6 Try it you’ll like it and this time it’s free. Since the seeds were patented though, saving some for next year would not be a legal option and you’d of course have to pay the going rate The approach reminds me of some of other product marketing where, at first the product is free, at least until you’re hooked.

Before I went to Haiti, I was exploring on-line, trying to know more about MPP, the organization we would be working with on UUSC’s first trip to the Haitian highlands. My Google search found you tube narrated in Creole that showed hundreds of Haitian peasants marching in the street. They all wore straw hats emblazoned with the name Monsanto and some other words in Creole. I wondered what this was all about. Had Monsanto in addition to offering free seeds given free hats? I found out later that hats were provided by MPP and the march was part of a series of mass demonstrations organized by MPP and attended by some 30,000 peasants, where-in the Haitian farmers rejected, in no uncertain terms, this dubious gift.

It seems the Creole words on those straw hats suggested to Monsanto just where they could put their free seed.

All was not lost though, for soon new friends came to the farmers’ aid. It seems Chavannes Jean Baptiste had just returned from a trip to the US, to Boston and he had forged a new partnership with the Unitarian Universalist Service Committee. When UUSC asked him what we might do that would truly help address the situation in his homeland, he asked for seeds.

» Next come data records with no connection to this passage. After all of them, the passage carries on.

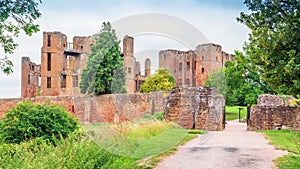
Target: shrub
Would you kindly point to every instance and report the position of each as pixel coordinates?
(159, 115)
(27, 120)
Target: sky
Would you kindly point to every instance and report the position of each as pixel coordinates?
(214, 21)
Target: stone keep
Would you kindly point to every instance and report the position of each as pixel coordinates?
(195, 108)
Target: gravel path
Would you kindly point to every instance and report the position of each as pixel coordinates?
(232, 148)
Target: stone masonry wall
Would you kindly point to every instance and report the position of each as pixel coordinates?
(106, 108)
(273, 112)
(196, 107)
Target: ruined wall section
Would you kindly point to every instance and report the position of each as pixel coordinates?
(195, 108)
(53, 63)
(211, 56)
(273, 112)
(30, 85)
(192, 68)
(99, 109)
(129, 64)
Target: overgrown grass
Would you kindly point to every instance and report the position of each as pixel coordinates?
(77, 151)
(232, 112)
(285, 140)
(80, 151)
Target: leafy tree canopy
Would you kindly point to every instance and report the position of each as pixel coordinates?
(14, 17)
(104, 73)
(273, 45)
(238, 82)
(162, 80)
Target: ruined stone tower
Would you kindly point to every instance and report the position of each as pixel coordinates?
(30, 78)
(129, 64)
(147, 67)
(52, 72)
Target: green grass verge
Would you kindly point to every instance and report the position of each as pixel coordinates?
(79, 151)
(232, 112)
(285, 140)
(154, 160)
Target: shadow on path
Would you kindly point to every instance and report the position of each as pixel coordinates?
(235, 147)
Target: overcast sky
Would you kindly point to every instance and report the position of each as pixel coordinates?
(215, 19)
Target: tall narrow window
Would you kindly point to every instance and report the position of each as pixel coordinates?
(75, 81)
(180, 66)
(187, 82)
(48, 82)
(129, 70)
(195, 65)
(28, 79)
(49, 61)
(63, 83)
(49, 39)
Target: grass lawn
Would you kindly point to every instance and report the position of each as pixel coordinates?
(285, 140)
(130, 145)
(232, 112)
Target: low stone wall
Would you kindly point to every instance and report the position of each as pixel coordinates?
(273, 112)
(196, 108)
(113, 108)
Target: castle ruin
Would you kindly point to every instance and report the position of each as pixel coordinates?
(62, 63)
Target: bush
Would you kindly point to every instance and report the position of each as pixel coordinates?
(27, 120)
(159, 115)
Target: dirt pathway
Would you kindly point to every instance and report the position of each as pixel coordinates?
(229, 149)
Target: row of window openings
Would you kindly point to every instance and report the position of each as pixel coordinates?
(63, 83)
(188, 67)
(49, 42)
(194, 55)
(187, 82)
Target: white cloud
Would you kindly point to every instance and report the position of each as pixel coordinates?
(83, 18)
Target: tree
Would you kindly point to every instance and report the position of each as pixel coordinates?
(103, 62)
(273, 45)
(217, 80)
(27, 120)
(243, 82)
(14, 17)
(162, 80)
(238, 82)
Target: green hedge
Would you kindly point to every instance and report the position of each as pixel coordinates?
(27, 120)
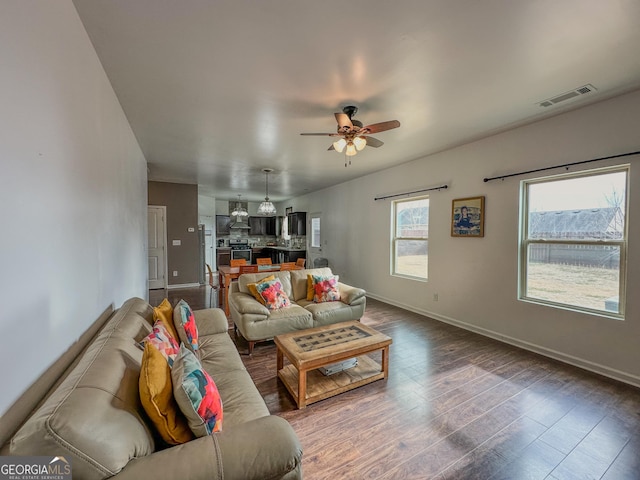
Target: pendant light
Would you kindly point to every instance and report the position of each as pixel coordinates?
(267, 208)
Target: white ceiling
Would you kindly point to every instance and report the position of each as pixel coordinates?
(216, 90)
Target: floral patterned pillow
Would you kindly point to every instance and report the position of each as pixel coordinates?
(185, 323)
(273, 294)
(325, 289)
(196, 394)
(163, 341)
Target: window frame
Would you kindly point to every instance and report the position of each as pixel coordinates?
(525, 242)
(395, 238)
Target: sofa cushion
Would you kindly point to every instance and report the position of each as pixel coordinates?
(98, 400)
(196, 394)
(156, 395)
(299, 281)
(273, 295)
(325, 289)
(185, 323)
(164, 313)
(246, 278)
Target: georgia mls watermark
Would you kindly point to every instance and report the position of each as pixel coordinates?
(34, 468)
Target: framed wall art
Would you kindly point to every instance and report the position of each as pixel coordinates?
(467, 217)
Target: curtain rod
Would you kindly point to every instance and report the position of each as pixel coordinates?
(441, 187)
(566, 165)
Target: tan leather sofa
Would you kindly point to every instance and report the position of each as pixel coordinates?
(257, 323)
(94, 416)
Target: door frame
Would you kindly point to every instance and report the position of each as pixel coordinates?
(163, 209)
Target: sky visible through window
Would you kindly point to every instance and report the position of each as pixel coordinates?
(595, 191)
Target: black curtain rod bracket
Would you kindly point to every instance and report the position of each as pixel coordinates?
(566, 165)
(441, 187)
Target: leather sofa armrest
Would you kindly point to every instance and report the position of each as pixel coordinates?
(263, 448)
(349, 294)
(211, 321)
(245, 303)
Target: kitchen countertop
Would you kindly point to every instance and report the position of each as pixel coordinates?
(285, 249)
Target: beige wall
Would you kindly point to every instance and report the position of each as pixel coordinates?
(181, 201)
(477, 279)
(72, 192)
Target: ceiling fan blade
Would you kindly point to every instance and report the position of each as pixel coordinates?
(374, 142)
(344, 122)
(382, 126)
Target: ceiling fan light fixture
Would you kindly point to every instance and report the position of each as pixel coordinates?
(339, 145)
(360, 143)
(267, 208)
(239, 211)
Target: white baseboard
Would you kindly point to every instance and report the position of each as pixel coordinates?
(183, 285)
(547, 352)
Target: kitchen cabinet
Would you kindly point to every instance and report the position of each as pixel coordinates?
(297, 223)
(262, 226)
(223, 225)
(260, 253)
(223, 256)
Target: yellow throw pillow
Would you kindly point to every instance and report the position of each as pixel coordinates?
(254, 291)
(156, 395)
(164, 313)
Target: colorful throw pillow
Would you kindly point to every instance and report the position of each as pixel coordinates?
(254, 291)
(273, 295)
(196, 394)
(185, 323)
(156, 396)
(164, 312)
(163, 341)
(325, 289)
(309, 287)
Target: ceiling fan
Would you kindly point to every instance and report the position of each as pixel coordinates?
(353, 135)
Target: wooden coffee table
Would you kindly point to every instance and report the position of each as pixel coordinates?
(308, 350)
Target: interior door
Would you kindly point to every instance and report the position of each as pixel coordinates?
(157, 233)
(314, 238)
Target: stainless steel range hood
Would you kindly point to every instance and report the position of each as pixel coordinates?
(238, 223)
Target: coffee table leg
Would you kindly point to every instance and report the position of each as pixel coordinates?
(302, 388)
(385, 362)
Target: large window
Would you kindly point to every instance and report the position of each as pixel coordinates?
(410, 238)
(573, 241)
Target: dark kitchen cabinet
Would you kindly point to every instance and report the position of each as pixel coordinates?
(223, 225)
(256, 225)
(262, 226)
(223, 256)
(297, 223)
(271, 226)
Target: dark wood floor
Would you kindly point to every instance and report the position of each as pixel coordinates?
(458, 406)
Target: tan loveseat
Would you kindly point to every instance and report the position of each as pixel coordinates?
(94, 416)
(257, 323)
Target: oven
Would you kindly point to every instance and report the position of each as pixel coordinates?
(240, 250)
(241, 253)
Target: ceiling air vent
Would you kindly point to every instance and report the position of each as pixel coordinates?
(568, 95)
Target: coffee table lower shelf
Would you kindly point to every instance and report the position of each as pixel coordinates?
(320, 387)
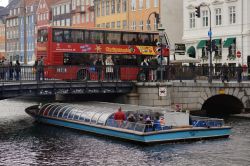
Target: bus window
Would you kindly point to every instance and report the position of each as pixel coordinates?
(130, 38)
(77, 36)
(113, 38)
(96, 37)
(144, 39)
(67, 36)
(155, 39)
(42, 35)
(125, 60)
(76, 59)
(57, 35)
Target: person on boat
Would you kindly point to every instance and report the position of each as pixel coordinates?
(148, 123)
(157, 124)
(119, 117)
(162, 121)
(130, 121)
(131, 118)
(140, 118)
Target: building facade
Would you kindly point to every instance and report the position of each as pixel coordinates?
(3, 13)
(44, 13)
(12, 31)
(83, 14)
(230, 23)
(172, 11)
(142, 15)
(28, 31)
(111, 14)
(61, 13)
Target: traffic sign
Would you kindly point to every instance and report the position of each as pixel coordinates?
(238, 54)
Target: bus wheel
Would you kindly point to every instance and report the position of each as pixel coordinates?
(83, 75)
(141, 76)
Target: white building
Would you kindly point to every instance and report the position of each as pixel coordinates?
(171, 14)
(230, 30)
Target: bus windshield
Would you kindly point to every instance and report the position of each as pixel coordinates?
(42, 35)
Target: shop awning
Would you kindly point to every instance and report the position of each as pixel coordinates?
(201, 44)
(191, 52)
(229, 41)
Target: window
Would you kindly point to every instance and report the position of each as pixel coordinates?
(232, 15)
(205, 18)
(42, 35)
(97, 9)
(124, 5)
(112, 6)
(118, 24)
(148, 25)
(133, 26)
(147, 4)
(58, 10)
(62, 9)
(118, 4)
(133, 5)
(68, 8)
(87, 17)
(103, 8)
(218, 16)
(192, 20)
(112, 25)
(124, 24)
(82, 16)
(107, 7)
(156, 3)
(140, 4)
(107, 25)
(141, 25)
(68, 22)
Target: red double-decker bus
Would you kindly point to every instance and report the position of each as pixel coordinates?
(76, 50)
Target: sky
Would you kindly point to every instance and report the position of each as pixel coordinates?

Without hesitation we said yes and new organic seed was found, purchased, and shipped to our friends and neighbors in Haiti.

We Unitarian Universalists gave them new clean seed that would allow them to begin to put their lives back into balance.

Wow, the words of the hymn in our hymnal “Gather the Spirit” come to mind “Seeds for the sewing are laid in store. Nurtured in love and conscience refined…

I think too of Janie Alfords poetry “I am grateful, because my meager loaf I may divide; My meager loaf I might divide”

7 For that my busy hands may move to meet another's need.”

We have bounty enough to share and with gratitude for our capacity to do so; we give some of it away, with no strings attached.

We gave them seed.

Later, some of us had the opportunity to go to Haiti to offer our busy hand to help. There in the Haitian highlands we earned from those amazing peasants what a supportive community and true generosity really looks. While we were there, working side by side with the people of the Movement of the Peasants of Papaye, working to build homes for some of those refugees from Port au Prince. They gave to us sweet juicy mangos.

I am pleased to report that many more trips to Haiti have followed. UUSC has established a program called the college of Social justice where by many more Unitarian Universalist have traveled to Haiti to work with MPP, to learn from them to be with them and depending on the season to harvest and eat fresh mangos with them.

When we have seeds for the sewing laid in store we can take steps towards putting the great economic inequities of the world back into balance.

We thus become participants in a bounteous harvest; a harvest of grains and potatoes and carrots and squash and pumpkins and apples and grapes and, yes, mangos.